Pour une laïcité respectant les droits des travailleuses-eurs

NON À UNE LOI
QUI EXCLUT

Pour une laïcité respectant les droits des travailleurs-euses

La loi sur la “laïcité” interdit au personnel des services publics et parapublics de porter un signe religieux face au public. Cette interdiction est discriminatoire. Si la loi est acceptée, cette interdiction mènera à l’exclusion du marché du travail de nombreuses personnes, notamment de nombreuses patrouilleuses scolaires et d’accueillantes familiales de jour.

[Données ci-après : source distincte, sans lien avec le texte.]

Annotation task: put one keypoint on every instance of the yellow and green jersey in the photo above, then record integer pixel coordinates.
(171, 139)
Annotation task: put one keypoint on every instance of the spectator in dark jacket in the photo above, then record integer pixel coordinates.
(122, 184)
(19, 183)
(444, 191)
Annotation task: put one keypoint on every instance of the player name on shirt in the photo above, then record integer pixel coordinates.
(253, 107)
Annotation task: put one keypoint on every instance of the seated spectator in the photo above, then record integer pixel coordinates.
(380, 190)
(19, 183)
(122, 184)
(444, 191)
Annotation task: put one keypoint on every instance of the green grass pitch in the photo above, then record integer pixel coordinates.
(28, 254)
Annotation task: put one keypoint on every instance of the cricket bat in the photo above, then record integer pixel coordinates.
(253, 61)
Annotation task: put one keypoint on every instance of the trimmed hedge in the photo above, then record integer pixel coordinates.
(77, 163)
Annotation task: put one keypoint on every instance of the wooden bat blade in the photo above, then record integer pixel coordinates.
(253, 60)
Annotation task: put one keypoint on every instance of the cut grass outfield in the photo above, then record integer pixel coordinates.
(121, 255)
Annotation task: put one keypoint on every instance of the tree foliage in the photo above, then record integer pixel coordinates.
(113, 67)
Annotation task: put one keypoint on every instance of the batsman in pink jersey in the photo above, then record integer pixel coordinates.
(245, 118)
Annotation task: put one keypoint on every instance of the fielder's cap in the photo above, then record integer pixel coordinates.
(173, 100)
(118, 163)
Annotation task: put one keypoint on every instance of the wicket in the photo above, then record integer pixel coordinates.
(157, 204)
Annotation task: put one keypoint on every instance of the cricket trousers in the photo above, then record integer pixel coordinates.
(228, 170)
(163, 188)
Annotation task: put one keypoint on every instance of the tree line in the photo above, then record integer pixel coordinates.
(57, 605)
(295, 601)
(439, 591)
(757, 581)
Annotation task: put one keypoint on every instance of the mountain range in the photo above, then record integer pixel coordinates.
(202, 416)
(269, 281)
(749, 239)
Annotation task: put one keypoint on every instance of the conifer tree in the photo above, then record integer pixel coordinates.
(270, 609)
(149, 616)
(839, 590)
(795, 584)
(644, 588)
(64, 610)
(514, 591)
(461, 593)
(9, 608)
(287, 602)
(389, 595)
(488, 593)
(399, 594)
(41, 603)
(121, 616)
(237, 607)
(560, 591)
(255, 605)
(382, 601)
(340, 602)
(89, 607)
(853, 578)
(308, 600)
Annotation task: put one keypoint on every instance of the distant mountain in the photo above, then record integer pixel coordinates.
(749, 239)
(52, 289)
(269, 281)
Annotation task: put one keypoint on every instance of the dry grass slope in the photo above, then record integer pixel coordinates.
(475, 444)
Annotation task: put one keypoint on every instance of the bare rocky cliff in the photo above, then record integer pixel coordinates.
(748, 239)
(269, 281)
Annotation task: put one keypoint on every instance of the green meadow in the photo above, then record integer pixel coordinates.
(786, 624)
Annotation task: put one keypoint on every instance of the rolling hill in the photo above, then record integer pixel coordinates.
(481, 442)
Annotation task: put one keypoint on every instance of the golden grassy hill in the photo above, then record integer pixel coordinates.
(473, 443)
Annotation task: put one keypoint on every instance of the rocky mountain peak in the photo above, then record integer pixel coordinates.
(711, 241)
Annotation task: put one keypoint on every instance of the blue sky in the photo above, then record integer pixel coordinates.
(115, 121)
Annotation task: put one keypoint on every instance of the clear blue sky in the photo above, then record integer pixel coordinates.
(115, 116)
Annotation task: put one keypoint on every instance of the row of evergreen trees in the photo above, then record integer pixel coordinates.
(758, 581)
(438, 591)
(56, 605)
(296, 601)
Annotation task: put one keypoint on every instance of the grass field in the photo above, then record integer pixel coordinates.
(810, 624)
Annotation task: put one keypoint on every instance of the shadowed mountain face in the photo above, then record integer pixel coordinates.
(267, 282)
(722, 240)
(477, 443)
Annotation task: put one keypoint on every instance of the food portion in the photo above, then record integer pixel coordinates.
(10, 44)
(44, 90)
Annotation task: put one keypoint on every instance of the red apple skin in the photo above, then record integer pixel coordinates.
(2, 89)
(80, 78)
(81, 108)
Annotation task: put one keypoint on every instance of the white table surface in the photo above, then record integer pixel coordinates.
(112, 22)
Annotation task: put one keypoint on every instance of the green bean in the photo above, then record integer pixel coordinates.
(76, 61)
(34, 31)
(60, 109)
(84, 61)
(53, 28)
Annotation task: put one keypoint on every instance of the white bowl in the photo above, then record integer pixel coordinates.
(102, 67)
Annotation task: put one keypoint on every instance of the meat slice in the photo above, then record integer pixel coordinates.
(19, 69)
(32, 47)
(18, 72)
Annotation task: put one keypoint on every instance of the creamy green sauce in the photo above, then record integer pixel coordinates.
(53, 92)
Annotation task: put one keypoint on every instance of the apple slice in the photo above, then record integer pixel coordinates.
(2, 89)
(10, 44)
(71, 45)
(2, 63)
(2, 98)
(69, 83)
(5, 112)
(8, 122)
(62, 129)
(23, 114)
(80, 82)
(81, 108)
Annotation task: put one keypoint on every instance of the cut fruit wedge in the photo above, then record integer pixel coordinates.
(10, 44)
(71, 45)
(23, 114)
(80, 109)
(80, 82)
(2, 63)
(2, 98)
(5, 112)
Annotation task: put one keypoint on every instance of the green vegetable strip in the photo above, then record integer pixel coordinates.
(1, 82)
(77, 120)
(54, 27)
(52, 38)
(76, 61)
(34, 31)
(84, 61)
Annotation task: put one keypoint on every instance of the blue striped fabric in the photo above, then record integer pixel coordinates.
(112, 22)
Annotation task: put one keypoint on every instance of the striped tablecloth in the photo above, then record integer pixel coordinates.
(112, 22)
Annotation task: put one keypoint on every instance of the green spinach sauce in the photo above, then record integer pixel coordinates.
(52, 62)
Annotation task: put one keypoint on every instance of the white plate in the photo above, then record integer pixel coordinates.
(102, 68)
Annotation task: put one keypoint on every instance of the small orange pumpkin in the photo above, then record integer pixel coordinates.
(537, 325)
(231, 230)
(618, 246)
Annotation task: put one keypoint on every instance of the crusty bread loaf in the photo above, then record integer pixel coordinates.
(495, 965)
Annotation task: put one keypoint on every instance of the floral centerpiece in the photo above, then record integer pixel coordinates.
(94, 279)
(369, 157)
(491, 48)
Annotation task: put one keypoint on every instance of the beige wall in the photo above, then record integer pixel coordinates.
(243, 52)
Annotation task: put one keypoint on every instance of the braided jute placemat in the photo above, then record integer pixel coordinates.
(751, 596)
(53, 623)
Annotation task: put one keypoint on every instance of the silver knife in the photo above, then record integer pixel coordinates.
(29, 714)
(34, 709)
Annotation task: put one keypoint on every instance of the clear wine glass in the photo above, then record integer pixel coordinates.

C’est donc pour des raisons syndicales, ainsi que pour des raisons de lutte contre les discriminations sexistes et racistes, que notre coordination se bat contre la loi sur la “laïcité” de l’Etat et appelle à voter NON le 10 février. Plus précisément, la loi sur la « laïcité » de l’Etat est rejetée par les défenseurs du personnel des services publics et les syndicats (CGAS, SIT, UNIA) pour les raisons suivantes :

  • Cette loi s’attaque à une liberté fondamentale des employé·e·s en leur interdisant tout « signe religieux ». Elle risque d’entraîner des dizaines de licenciement! Mais en portant un tel signe des fonctionnaires n’affichent qu’une conviction personnelle, qui ne remet pas en cause la neutralité religieuse de l’Etat. Au contraire, la diversité des employé•e•s, y compris sur ce plan, montre que l’Etat ne discrimine pas ses salarié·e·s.
  • Cette loi discrimine. Ce sont principalement des femmes portant un foulard qui sont ciblées par l’interdiction du port de signes religieux. C’est discriminatoire ! Certains prétendent que cette interdiction dans la sphère professionnelle offrirait un espace d’émancipation. Au contraire, en touchant à la possibilité pour ces femmes de gagner leur indépendance financière, on les place en situation de vulnérabilité !
  • Cette loi privilégie l’apparence plutôt que la prestation délivrée. Pourtant, le principe de laïcité de l’Etat doit se manifester dans la neutralité de l’action de ses employé-e-s, pas dans leur apparence. Il n’y a aucune raison de penser que le port d’un « signe religieux » puisse nuire à l’universalité du service public.
  • Cette loi conduit à un fichage de la religion des fonctionnaires. Etat et communes devront recenser l’affiliation religieuse (ou non !) de leurs employé·e·s afin de leur imposer ses règles. La loi ouvre la porte à l’arbitraire. Quels seront les « signes religieux » soumis à la loi? Lesquels seront exclus? Quel degré de « contact avec le public » est visé?
  • La loi sur la laïcité bafoue la « Charte suisse sur la diversité au travail » signée par le Conseil d’Etat en février 2018. L’Etat s’y engage pour l’égalité de traitement, notamment en ce qui concerne les convictions religieuses. Or les employeurs publics doivent être exemplaires. Si les collectivités publiques bafouent les droits de leurs employé·e·s, on ouvre la porte à ce que les patrons privés agissent de même manière.
  • Par cette loi, le parlement impose un diktat sur les statuts du personnel des entités publiques (HUG, SIG, TPG, Aéroport, BCGE, IMAD, etc.).

Intégrer plutôt qu’exclure, tolérer plutôt que discriminer, tels sont les axes sur lesquels se fonde l’opposition de notre coordination à ce que la nouvelle loi genevoise sur la laïcité de l’Etat impose aux membres du personnel des services publics. Votons NON le 10 février.

LA LAÏCITÉ, CE N’EST PAS LICENCIER DES GENS… JE DIS NON À CETTE LOI!

La Loi sur la “laïcité” de l’État, soumise au vote le 10 février prochain, pose problème en matière de respect des droits fondamentaux, de respect des droits du personnel de l’État, de respect des droits civiques, de respect de la neutralité religieuse de l’État et de respect de l’égalité hommes-femmes… Des personnes issues de divers milieux, ainsi que plusieurs partis politiques, des syndicats et diverses associations, ont décidé d’unir leurs forces dans la coordination référendaire afin de se battre contre une loi contraire aux droits fondamentaux!